Yesterday marked the opening of Transitions – a group exhibition and pop-up shop at Exchange Place Studios, Sheffield, that looks at creative processes.
As creative processes can be approached, considered and acted upon in almost countless ways, it stands to reason that the exhibition is very diverse with a wide range of disciplines accounted for. Each artist has offered a window into their processes which enables discussion, illumination and agency while also highlighting the array of skills and talents housed at Exchange Place Studios.
And my own work, which places the craft of perfumery in the context of a museum artifact, also seems well received. Exposing the process of perfume making with such transparency communicates the possibilities of fragrance in an open and direct way. Enabling an informed and frank understanding of the process which maintains the spirit of the exhibition.
You can catch Transitions from now until 10th May at Exchange Place Studios, Sheffield.
Another month, another great opportunity to extend my Perfume as Practice body of work beyond portraiture.
Notes of the Bard combines fragrance, poetry, colour and photography in order to highlight how each of those disciplines can act as a foundation for creative processes. It also attempts to elevate perfumery as a viable medium for communication, as when placed within the context of other creative disciplines a capacity for interpretation, investigation and inspiration is revealed: When removed from its preconceived context, perfumery can readily be regarded as a tool for creative action.

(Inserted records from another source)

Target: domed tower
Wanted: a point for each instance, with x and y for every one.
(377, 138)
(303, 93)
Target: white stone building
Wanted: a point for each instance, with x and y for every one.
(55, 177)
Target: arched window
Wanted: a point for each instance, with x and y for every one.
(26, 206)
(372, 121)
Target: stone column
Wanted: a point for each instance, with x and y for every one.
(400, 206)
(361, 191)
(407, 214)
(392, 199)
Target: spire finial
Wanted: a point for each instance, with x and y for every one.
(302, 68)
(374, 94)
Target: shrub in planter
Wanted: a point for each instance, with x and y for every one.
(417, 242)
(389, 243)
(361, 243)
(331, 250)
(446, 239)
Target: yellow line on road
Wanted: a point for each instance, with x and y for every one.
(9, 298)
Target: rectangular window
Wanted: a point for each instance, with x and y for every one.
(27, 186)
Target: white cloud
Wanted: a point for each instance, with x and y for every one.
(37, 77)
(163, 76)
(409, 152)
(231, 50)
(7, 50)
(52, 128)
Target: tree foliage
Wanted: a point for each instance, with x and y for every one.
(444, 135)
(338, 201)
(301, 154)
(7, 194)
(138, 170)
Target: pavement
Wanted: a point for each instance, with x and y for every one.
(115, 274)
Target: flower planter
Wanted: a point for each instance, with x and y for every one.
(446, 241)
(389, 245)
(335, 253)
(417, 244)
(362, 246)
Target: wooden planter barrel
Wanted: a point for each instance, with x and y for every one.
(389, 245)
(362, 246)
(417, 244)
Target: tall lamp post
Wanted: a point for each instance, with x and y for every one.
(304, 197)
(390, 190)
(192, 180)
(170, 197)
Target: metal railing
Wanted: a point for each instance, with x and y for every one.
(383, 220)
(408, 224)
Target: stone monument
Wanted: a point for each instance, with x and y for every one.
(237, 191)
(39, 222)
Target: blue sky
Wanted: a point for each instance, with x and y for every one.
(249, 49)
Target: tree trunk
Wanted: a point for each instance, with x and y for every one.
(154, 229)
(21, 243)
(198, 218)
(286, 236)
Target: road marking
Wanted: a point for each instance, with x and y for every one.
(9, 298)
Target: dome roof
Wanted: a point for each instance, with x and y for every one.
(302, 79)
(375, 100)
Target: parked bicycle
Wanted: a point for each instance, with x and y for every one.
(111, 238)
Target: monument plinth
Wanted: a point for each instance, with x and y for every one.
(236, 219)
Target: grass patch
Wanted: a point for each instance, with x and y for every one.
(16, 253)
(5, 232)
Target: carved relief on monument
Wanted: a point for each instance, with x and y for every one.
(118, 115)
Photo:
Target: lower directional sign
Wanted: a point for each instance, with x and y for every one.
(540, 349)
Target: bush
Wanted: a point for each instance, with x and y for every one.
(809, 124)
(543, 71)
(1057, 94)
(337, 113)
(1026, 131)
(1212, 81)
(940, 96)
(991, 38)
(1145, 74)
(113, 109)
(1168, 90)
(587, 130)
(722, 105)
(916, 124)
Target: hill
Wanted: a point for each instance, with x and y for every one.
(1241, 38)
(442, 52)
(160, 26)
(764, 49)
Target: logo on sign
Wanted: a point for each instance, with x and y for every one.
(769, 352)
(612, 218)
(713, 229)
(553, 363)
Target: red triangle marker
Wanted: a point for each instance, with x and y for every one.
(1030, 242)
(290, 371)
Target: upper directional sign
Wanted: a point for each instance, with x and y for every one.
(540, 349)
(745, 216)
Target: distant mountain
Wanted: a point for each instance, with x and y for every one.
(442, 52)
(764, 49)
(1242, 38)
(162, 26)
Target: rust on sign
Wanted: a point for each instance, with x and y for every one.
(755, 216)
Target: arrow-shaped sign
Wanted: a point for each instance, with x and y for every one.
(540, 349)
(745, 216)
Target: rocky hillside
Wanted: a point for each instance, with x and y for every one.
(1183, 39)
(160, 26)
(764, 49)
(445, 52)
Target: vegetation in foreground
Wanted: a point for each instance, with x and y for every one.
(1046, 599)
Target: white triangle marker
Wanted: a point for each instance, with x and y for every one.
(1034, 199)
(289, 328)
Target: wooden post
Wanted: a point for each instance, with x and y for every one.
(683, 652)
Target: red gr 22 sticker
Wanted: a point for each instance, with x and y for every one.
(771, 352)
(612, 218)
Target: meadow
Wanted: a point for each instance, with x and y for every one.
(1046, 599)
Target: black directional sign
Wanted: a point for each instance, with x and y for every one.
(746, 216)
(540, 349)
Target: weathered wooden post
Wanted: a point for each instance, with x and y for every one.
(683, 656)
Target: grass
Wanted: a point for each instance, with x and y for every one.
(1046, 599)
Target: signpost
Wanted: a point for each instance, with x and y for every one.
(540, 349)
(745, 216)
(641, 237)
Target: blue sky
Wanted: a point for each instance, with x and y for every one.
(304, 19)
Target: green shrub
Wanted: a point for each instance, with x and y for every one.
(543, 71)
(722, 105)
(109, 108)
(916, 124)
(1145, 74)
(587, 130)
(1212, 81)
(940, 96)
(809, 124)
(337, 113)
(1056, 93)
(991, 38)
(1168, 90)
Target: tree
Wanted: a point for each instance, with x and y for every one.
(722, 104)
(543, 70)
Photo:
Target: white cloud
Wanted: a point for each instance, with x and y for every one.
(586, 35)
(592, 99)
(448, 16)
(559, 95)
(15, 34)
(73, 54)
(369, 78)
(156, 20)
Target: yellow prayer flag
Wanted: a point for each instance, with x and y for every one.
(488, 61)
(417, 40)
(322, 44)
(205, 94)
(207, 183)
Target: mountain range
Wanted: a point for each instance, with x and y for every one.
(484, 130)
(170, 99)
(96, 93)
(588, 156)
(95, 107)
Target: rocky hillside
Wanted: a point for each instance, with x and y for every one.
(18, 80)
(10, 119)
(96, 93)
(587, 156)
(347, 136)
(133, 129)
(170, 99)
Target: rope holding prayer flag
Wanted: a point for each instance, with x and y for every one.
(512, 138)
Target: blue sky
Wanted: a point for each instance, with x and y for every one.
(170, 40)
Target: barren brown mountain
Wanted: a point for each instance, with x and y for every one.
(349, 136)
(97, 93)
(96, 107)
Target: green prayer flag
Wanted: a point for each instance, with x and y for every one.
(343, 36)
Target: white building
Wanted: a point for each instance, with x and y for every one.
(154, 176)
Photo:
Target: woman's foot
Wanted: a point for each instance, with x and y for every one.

The idea of placing 4 disciplines together emerged through the idea of the colour wheel; I have one pinned up in my studio, alongside a light wheel and a fragrance wheel, and after a little research I also came across a poetry wheel. The fact that each discipline could be quantified and measured based on a set of rules intrigued me, as it revels the similarities between the application and treatment of each discipline – including perfumery.
Innocuous beginnings, maybe. But of course the ramifications for providing alternative modes of thinking about fragrance extends beyond the face value of a box with some stuff inside; it instigates change, provides agency and can empower sets of communities in a manner that forges new connections. In this instance it smells pretty nice too.
Notes of the Bard will be displayed as part of a group exhibition entitled TalkEx17, at St. Ann’s Building, Rotherham, from 3rd – 7th April.
After a period of inactivity – due in no small part to a bloody annoying leak in my living room – it is time to reflect on my most recent exhibition.
‘Speculative Studios’ occupied BasementArtsProject from the 10th – 20th June. It was the latest incarnation of my project ‘Speculative Studio Spaces‘, which takes an exhibition piece produced by another artist and attempts to re-imagine the process of arriving at the finished piece by fabricating the artists’ entire studio space. On this occasion I actually fabricated two speculative studio spaces based on two artists I came in contact with during COLONIZE in 2014.
The project uses the studio as a tool that can be exploited and manipulated in order to reveal something about the intent, desires and creative processes of an artist which, in turn, gifts the audience a sense of perception. It assigns the studio to the role of a portrait, revealing a facet of an artist’s identity that is usually veiled behind a space that is often regarded as private.
Yet, in its purely static and aesthetic state, ‘Speculative Studios’ also nurtured ideas leaning toward set design, and a set design often acts merely as an appendage to the action of a narrative. Put simply, my presence within the space is often a key entry point for an audience, as it clarifies the intent and focus of a project that could otherwise be marred by complexities. Therefore a degree of performance was added to this incarnation – the mere act of being present allowed an audience to connect directly with my intentions.
Of course, it’s all very well me spouting off about some of the high end concepts Speculative Studio Spaces contains, but what it – and indeed all art – needs more than anything else is an audience. Speculative Studios at BasementArtsProject was modestly attended, and those who did attend were well immersed. Almost all attendees spent at least half an hour within the space attempting to uncover its layers and concepts. As I made the decision to include two artists, I was also cautious not to overload each studio space as I wanted a studio space and exhibition hybrid to exist. It was assumed that this would allow a more contemplative show for an audience as they look for clues towards creative processes as opposed to simply having creative processes thrust upon them. I wanted an audience to navigate their own way through the space, making their own connections derived from their own experiences, with my presence constantly driving home the notion of fiction in order to inform their contemplative actions.
I think other artists can readily identify with Speculative Studio Spaces, and that it’s certainly not as accessible as the other strand of my creative endeavours – Perfume as Practice. But it certainly creates complex and relevant conversations about what it means to be an artist, how your identity as an artist can be exploited and the fabrication of creative processes, assembled to resemble a studio can say something about how artists are perceived.
The next incarnation of Speculative Studio Spaces will in some part take the form of a stage play. Don’t know where, don’t know when.